Femminicidio: è possibile prevenire?
14 Luglio 2014 - di Claudia Montanari
ROMA – I dati parlano chiaro: nel primo bimestre del 2014 sono stati 68 i così detti femminicidi, che hanno visto coinvolte donne delle età e delle condizioni socio culturali più disparate, e ovviamente altrettanti uomini, spesso ex mariti o fidanzati, a volte anche semplici conoscenti o spasimanti.
Malgrado l’informazione e gli organi competenti si stiano sempre più massicciamente occupando di quella che è diventata una vera e propria piaga sociale, la violenza degli uomini sulle donne non accenna a diminuire e, se si contano anche le denunce per stalking e molestie, possiamo solo constatare di assistere ad un fenomeno di allarmante gravità, nel quale sembra ed è sempre più complesso trovare delle soluzioni definitive e chiare.
Una cosa però appare certa, e cioè che l’unica arma efficace contro la violenza è la prevenzione, che molto spesso coincide con una più profonda consapevolezza di sé e di chi ci circonda; non si tratta ovviamente di un processo né scontato né semplice, ma si rende tuttavia indispensabile se non si vuole finire sulle pagine della cronaca nera, destinate sempre più a raccontare tante storie diverse ma dall’epilogo tragicamente simile.
Ma come si può capire che l’uomo che abbiamo accanto è un violento?
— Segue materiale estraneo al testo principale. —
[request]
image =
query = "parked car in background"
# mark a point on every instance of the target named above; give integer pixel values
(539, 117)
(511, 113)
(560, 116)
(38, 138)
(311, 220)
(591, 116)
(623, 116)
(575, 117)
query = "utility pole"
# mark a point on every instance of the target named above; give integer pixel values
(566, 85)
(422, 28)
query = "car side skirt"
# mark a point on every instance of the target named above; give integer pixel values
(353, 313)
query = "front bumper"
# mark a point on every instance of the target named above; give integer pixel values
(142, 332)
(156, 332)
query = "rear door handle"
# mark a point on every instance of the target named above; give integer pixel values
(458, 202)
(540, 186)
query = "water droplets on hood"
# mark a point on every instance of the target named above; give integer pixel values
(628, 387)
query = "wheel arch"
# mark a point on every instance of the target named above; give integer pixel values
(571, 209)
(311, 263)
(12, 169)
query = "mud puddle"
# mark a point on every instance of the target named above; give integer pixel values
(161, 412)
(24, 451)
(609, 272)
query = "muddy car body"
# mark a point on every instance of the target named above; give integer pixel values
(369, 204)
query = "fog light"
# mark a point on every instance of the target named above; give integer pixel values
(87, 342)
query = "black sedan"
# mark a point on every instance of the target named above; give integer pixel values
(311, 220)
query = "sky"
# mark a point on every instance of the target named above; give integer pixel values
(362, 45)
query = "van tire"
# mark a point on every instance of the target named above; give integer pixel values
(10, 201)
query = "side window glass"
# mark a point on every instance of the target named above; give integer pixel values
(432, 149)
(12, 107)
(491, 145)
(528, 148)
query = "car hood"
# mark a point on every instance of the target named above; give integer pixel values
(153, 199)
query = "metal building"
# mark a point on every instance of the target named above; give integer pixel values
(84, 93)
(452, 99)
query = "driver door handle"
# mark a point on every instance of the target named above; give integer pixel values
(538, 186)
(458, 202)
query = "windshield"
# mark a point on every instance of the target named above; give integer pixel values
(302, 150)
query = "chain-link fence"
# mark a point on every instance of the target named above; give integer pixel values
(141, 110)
E quali sono i campanelli d’allarme che in nessun modo dovremmo ignorare?
Paola Vinciguerra, psicoterapeuta e presidente Eurodap ( associazione europea per disturbi da attacchi di panico) ha messo in luce alcuni comportamenti che, in qualsiasi circostanza, dovrebbero farci capire che l’uomo che abbiamo accanto non è quello giusto e che dovrebbero farci allontanare al più presto. Vediamone alcuni:
– Aggressività fisica e/o verbale: anche uno spintone è un gesto violento che non andrebbe mai sottovalutato, indipendentemente dalle circostanze in cui avviene. Lo stesso discorso vale per le offese ripetute e naturalmente per le minacce verbali, che in qualunque momento potrebbero trasformarsi in realtà.
– Atteggiamenti denigratori: le critiche continue, le offese riguardo l’aspetto fisico o il lavoro e il sarcasmo in generale parlano di una dinamica di relazione potenzialmente pericolosa, perché pongono la donna in uno stato di inferiorità psicologica, e l’uomo in una condizione di “padrone” e il conflitto prima o poi diventerà inevitabile.
– Abuso di alcol e/o sostanze stupefacenti: gli uomini potenzialmente violenti e quindi pericolosi spesso sono dei bevitori o dei frequentatori di droghe. Non è necessario che ci sia una vera e propria dipendenza da alcol o sostanze stupefacenti perché scatti l’allarme; è sufficiente che questo accada anche solo qualche volta perché si possa manifestare una situazione di pericolo.
– Il machismo: un uomo portatore di una cultura maschilista, in cui alla donna non è concesso nulla ma al contrario all’uomo ogni cosa è permessa, potrebbe diventare facilmente anche un compagno violento, oppressivo e dannoso.
Come mai poi, anche quando capiamo che l’uomo che abbiamo accanto non è quello giusto non riusciamo a lasciarlo?
È qui che si inserisce la responsabilità delle donne, spesso “ree” di non sapere dire di no ad un uomo prepotente e aggressivo, che credono capace di cambiare quando sarà solo la loro vita a farlo. La Vinciguerra, così come la maggior parte degli psicologi, sostiene che nelle donne c’è spesso un problema di autostima, che impedisce loro di abbandonare un uomo distruttivo anche quando le violenze e i maltrattamenti diventano all’ordine del giorno.
La cura a tutto ciò, oltre che i necessari e tempestivi interventi da parte degli organi di Stato e delle forze dell’ordine, è nel coltivare un amore sano verso se stesse, e nel non aver paura di chiedere aiuto se necessario: è la nostra vita e non si può dimenticarlo.